Often, those people who society judge the most are the ones who are locked behind prison bars. However, in the new Overture drama ‘Stone,’ starring Robert DeNiro, Edward Norton and Milla Jovovich, the misconception that prisoners deserve to be judged the harshest is quickly revealed and proven to be wrong. The movie also shows that those people who are the first to point out other people’s faults are often the ones who have something to hide.
‘Stone’s very simplistic plot follows convicted felon Gerald “Stone” Creeson (played by Norton), who is up for parole after serving eight years of a 10-15 year sentence for accessory to murder and arson. In an effort to get released, he tries to convince correctional officer Jack Mabrey (portrayed by DeNiro) that he’s become a spiritual person, and has changed his ways. Stone even has his wife Lucetta (played by Jovovich) seduce Jack, despite the fact that Jack has been married to his wife Madylyn (portrayed by Frances Conroy) for 43 years.
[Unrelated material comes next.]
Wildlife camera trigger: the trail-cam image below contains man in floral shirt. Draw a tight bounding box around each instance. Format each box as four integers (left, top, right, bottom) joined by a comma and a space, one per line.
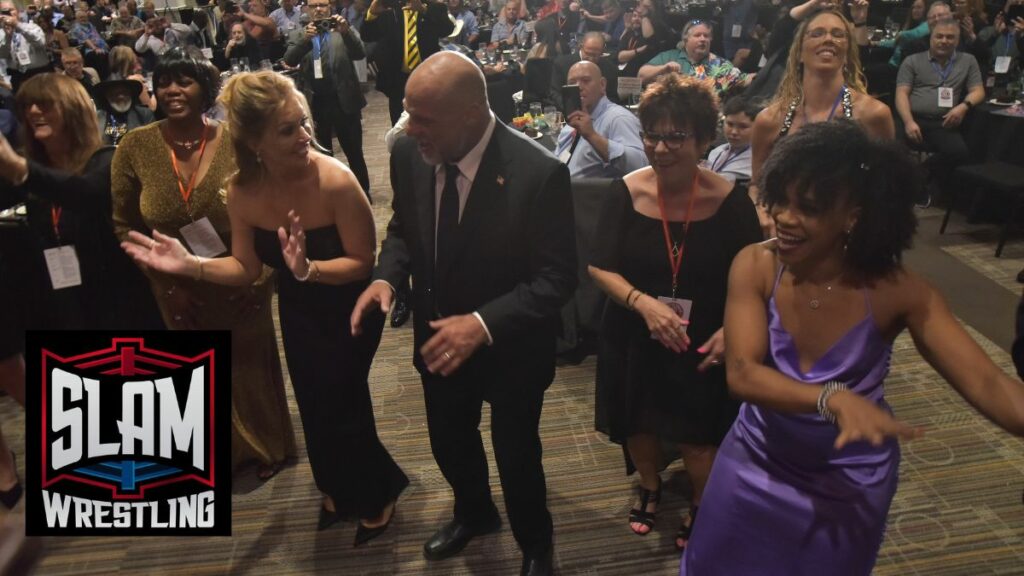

As in all of his roles, DeNiro proves what a committed actor he is by throwing himself into the role. Despite the fact that Jack attends church every week, reads the Bible with Madylyn and seeks advice from one of the bishops at his church, DeNiro still makes the character despicable. Viewers will more than likely loathe Jack, despite his protests to Stone, Lucetta and Madylyn that he is a good person. He constantly judges people and controls those around him, especially his wife, and doesn’t understand why people become upset with him. While Stone is the prisoner and doesn’t always know right from wrong, he at least admits when he knows he’s made mistakes; Jack is definitely the more hated character in the film, as he does whatever he pleases, and doesn’t care who he hurts in the process.
While DeNiro gave another great performance, Norton is the one to watch in ‘Stone.’ While Stone gives Jack an “I don’t care what you do to me” attitude when he first meets him, Norton is able to convincingly turn his character’s personality around. He makes the audience believe that Stone truly wants to better himself, and has become spiritual in the process. While Stone wants Lucetta to constantly harass Jack to get him to expedite his case, Norton is able to turn Stone’s priorities around as the plot goes on.
Jovovich also shines in her role as Lucetta, creating the perfect femme fatale. Not only is she able to convince Stone that she still loves him, even after he spends eight years in jail, she also uses her hidden sexual charm to lure Jack in to help her. Lucetta is also able to lead Jack into compromising situations at work by bringing him presents, and enters into a dangerous personal relationship with him that affects his marriage. While Jovovich doesn’t have many scenes with Norton, when they are on screen together, viewers are left thinking Lucetta really does love Stone. But when Jovovich is next to DeNiro, that belief totally turns around, and viewers are left thinking Lucetta wants to be with Jack.
While Stone and Lucetta’s drive to convince Jack to recommend he be released from prison is the driving force behind the plot, Overture relies more heavily on the actor’s portrayals of their characters to sell the movie. DeNiro, Norton and Jovovich act well off of each other, and really give tension to their relationships. Fans of any of these three actors will surely like this thriller, directed by John Curran, which is now in a limited theatrical release.